Multi-Modal Multi-Task Federated Foundation Models for Next-Generation Extended Reality Systems: Towards Privacy-Preserving Distributed Intelligence in AR/VR/MR
Fardis Nadimi, Payam Abdisarabshali, Kasra Borazjani, Jacob Chakareski, Seyyedali Hosseinalipour

TL;DR
This paper proposes a modular federated foundation model architecture for XR systems, integrating multi-modal, multi-task learning with privacy preservation to enable context-aware, personalized, and resource-efficient XR applications.
Contribution
It introduces a novel federated multi-modal multi-task foundation model framework tailored for XR, addressing diverse sensor, hardware, and environmental challenges.
Findings
Framework supports privacy-preserving multi-modal learning in XR
Addresses heterogeneity and variability in XR environments
Proposes evaluation metrics and dataset considerations
Abstract
Extended reality (XR) systems, which consist of virtual reality (VR), augmented reality (AR), and mixed reality (XR), offer a transformative interface for immersive, multi-modal, and embodied human-computer interaction.
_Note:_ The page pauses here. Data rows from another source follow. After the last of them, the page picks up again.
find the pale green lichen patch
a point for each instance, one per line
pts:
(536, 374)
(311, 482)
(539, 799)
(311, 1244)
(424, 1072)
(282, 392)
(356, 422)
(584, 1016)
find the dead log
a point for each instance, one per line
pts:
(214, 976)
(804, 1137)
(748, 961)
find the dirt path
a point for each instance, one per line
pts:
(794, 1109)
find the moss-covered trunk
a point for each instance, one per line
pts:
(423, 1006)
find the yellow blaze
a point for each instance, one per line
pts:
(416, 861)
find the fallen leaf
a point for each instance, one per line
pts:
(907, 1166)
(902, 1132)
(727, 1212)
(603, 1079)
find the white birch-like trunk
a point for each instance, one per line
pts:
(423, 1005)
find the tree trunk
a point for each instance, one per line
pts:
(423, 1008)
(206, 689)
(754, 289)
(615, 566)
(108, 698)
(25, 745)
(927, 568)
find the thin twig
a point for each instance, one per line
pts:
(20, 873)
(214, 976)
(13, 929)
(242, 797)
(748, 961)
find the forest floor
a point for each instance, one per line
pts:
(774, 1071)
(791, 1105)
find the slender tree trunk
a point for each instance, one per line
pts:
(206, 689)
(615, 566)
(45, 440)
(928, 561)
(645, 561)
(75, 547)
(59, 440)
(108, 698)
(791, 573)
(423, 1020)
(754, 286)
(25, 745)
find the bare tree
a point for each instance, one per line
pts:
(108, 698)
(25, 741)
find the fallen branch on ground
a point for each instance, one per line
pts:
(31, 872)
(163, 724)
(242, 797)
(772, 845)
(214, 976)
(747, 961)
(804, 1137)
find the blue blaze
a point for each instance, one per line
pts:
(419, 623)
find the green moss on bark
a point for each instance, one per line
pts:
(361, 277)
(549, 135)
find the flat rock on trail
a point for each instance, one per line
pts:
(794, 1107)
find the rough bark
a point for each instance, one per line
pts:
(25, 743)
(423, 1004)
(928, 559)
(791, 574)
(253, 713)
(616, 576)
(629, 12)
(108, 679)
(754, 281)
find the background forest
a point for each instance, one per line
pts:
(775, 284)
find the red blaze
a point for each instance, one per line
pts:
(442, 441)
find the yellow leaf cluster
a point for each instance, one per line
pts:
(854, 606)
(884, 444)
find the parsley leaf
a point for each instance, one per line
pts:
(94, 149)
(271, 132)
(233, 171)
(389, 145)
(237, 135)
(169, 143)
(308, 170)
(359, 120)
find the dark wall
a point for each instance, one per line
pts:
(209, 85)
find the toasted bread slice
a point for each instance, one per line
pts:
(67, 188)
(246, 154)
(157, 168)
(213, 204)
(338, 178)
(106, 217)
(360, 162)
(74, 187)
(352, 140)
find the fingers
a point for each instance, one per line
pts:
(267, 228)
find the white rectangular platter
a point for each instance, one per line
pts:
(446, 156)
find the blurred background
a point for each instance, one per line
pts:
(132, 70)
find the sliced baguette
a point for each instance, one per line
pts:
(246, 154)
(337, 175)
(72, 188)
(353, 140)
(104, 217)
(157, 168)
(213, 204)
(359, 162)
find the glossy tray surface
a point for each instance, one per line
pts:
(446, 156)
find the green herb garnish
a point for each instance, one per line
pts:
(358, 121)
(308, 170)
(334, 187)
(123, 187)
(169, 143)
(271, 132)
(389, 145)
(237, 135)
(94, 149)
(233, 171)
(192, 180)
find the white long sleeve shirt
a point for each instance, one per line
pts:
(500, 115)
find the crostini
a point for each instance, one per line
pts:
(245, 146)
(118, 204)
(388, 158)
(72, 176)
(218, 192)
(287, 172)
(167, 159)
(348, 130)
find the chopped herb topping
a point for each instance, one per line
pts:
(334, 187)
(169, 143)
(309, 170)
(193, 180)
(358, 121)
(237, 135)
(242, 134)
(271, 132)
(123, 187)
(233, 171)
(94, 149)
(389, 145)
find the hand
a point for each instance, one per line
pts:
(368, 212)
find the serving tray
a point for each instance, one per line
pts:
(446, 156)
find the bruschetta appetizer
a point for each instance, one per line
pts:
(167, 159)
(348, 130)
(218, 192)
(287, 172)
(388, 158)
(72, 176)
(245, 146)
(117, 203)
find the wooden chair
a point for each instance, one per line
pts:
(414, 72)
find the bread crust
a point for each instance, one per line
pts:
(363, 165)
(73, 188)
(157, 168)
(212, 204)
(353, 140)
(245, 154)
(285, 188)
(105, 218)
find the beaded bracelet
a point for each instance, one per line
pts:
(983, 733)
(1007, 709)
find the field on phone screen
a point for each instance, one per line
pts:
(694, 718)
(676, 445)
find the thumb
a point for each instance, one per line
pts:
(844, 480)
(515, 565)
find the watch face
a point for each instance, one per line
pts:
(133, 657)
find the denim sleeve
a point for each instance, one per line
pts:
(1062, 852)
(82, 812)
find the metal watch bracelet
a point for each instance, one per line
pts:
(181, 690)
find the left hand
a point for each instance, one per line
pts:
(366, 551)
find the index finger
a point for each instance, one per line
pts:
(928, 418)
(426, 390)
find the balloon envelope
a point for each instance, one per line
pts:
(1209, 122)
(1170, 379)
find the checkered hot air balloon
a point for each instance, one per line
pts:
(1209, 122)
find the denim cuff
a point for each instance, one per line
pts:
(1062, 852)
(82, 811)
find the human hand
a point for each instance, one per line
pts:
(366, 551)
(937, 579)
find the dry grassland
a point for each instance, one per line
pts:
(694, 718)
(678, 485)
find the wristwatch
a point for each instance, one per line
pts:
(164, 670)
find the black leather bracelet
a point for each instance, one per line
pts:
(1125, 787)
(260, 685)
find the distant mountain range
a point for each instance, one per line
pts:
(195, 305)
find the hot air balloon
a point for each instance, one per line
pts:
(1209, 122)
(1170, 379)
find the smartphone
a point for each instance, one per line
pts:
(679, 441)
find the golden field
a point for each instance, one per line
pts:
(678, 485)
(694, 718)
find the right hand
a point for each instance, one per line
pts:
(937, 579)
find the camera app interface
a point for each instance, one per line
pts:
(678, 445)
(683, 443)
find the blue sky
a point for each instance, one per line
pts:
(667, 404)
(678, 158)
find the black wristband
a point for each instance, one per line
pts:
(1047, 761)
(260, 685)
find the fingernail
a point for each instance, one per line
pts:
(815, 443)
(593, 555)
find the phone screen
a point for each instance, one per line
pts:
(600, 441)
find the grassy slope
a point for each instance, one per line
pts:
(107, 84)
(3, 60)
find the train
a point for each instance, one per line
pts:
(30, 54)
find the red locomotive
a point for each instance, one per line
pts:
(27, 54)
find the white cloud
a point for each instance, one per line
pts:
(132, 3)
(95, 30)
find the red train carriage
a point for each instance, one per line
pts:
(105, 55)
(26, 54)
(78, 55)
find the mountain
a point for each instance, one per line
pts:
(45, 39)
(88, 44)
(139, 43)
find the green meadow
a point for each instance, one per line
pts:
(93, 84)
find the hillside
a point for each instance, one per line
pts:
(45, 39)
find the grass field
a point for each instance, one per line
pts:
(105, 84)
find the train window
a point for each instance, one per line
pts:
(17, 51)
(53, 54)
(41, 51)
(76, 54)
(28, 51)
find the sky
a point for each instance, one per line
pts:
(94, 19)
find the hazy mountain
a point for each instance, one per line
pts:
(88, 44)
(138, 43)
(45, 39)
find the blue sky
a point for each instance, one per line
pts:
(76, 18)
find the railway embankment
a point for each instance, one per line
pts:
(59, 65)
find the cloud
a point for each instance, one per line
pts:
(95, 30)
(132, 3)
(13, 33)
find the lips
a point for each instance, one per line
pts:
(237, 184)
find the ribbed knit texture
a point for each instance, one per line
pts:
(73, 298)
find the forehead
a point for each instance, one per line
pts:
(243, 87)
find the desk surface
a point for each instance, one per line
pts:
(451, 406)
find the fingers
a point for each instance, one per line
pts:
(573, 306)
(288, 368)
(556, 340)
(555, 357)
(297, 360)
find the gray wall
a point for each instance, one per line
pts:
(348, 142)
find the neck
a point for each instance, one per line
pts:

In this paper, we envision that multi-modal multi-task (M3T) federated foundation models (FedFMs) can offer transformative capabilities for XR systems through integrating the representational strength of M3T foundation models (FMs) with the privacy-preserving model training principles of federated learning (FL). We present a modular architecture for FedFMs, which entails different coordination paradigms for model training and aggregations. Central to our vision is the codification of XR challenges that affect the implementation of FedFMs under the SHIFT dimensions: (1) Sensor and modality diversity, (2) Hardware heterogeneity and system-level constraints, (3)…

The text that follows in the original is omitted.